Here’s an idea that’s been helping me to procrastinate. 

1. Suppose that spacetime is an embedding of entanglement. An evolved quantum 
error correcting code (QEC) that enables a network to form geometries like the 
reality we see. 

2. Suppose the Big Bang the result of a unifying supermassive black hole. 

3. Like other black holes, it had high entropy. 

4. That final black hole, lacking an exterior, launches a new universe. 

5. The new universe might appear to be smooth in its geometric expansion, but 
that would only because of the embedded QEC. It would be rich with unseen 
entanglement that was not subject to the QEC. 

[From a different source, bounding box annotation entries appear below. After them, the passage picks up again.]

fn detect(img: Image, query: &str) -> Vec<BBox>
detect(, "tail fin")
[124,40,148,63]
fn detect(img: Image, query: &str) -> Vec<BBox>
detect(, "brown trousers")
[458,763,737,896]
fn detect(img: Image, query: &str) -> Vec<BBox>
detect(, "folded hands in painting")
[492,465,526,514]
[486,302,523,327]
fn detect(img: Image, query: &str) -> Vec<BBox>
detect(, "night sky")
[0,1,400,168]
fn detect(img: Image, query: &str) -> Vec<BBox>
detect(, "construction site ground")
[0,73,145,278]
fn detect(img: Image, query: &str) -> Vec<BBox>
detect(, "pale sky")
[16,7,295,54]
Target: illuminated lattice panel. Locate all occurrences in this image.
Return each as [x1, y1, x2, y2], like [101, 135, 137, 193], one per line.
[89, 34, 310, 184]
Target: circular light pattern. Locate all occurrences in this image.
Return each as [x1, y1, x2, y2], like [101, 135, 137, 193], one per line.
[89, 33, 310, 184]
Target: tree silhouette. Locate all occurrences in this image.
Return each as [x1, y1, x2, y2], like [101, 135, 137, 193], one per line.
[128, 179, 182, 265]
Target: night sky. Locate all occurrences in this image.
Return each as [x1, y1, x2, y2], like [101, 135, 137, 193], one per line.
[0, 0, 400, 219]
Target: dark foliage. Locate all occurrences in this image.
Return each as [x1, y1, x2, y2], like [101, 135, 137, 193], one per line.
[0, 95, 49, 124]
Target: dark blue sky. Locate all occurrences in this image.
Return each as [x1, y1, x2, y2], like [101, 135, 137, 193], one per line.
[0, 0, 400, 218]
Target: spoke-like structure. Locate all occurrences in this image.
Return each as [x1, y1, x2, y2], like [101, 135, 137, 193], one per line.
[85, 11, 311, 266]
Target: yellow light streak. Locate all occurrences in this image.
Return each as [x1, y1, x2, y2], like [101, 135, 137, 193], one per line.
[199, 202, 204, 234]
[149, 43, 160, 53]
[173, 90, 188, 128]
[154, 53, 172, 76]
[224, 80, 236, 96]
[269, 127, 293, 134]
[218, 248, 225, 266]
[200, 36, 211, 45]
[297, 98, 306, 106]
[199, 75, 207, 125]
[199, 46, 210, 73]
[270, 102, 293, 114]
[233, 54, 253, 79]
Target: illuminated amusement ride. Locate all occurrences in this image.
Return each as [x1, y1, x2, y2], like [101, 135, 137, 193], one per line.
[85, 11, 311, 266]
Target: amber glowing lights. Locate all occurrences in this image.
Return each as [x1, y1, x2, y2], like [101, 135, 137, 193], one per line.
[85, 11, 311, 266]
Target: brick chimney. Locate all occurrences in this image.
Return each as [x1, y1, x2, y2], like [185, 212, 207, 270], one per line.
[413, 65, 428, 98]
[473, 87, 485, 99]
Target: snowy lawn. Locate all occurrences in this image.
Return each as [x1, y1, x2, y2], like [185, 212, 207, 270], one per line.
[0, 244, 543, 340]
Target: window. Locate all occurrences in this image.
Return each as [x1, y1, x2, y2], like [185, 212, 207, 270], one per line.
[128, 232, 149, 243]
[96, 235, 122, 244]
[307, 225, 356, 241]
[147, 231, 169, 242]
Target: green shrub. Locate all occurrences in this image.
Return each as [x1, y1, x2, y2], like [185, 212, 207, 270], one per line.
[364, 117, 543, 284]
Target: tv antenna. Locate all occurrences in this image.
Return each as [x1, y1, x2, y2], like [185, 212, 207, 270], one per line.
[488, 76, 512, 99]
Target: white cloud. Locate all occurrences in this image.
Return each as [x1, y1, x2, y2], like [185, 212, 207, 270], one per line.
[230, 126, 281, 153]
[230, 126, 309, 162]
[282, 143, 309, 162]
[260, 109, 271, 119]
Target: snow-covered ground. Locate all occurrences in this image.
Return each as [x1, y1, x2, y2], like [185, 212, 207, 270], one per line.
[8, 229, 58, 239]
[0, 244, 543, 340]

6. In this view, universes could evolve or even be nested. Universes with no or 
crude QECs would be unstable and prone to collapse. Universes with strong QECs 
could have orderly environments where life could emerge, as Eric describes in 
his book.


7. A Big Crunch would be like checkpointing a virtual machine. The evolved QECs 
could still be in the checkpoint and cause the next version of the universe to 
inherit its desirable properties. Maybe it would be like a junkyard with some 
interesting parts that would find novel uses in the next go.

8. Speculating further, very sophisticated civilizations (after billions of 
years) might discover how to stack the deck to invent new metaphysics at the 
next Big Bang. Simple beings, like humans – not being billions of years old -- 
might invent words for that like God. 

9. The whole thing could be deterministic and not facilitate any free will!

Now I should get back to work. 

From: Friam <[email protected]> on behalf of Pieter Steenekamp 
<[email protected]>
Date: Sunday, June 8, 2025 at 10:38 PM
To: The Friday Morning Applied Complexity Coffee Group <[email protected]>
Subject: [FRIAM] Free will—ghost in the machine or just clever wiring? 

Seth Lloyd’s Turing test for free will 
(https://www.informationphilosopher.com/solutions/scientists/lloyd/Turing_Test.pdf
 
<https://www.informationphilosopher.com/solutions/scientists/lloyd/Turing_Test.pdf>)
 is to consciousness what EPR was to quantum physics: a challenge to the 
theory's completeness. EPR said quantum weirdness must hide something deeper; 
Bell said “let's test that”—and nature replied, “nope, it’s weird all the way 
down.” Nobel Prize, case closed.

Lloyd asks: can we prove the mind is just machinery? His test says: build a 
machine that behaves indistinguishably from a human and believes it has free 
will. If you succeed—great. But failure proves nothing.

Unlike Bell’s inequality, this test can only confirm, never deny. No 
ghost-busting here.

Until then? It’s speculation. The Standard Model explains almost 
everything—except the quantum gremlins and how observation messes things up. So 
maybe the mind still has an ace up its sleeve. Or a soul. Or a bug in the code.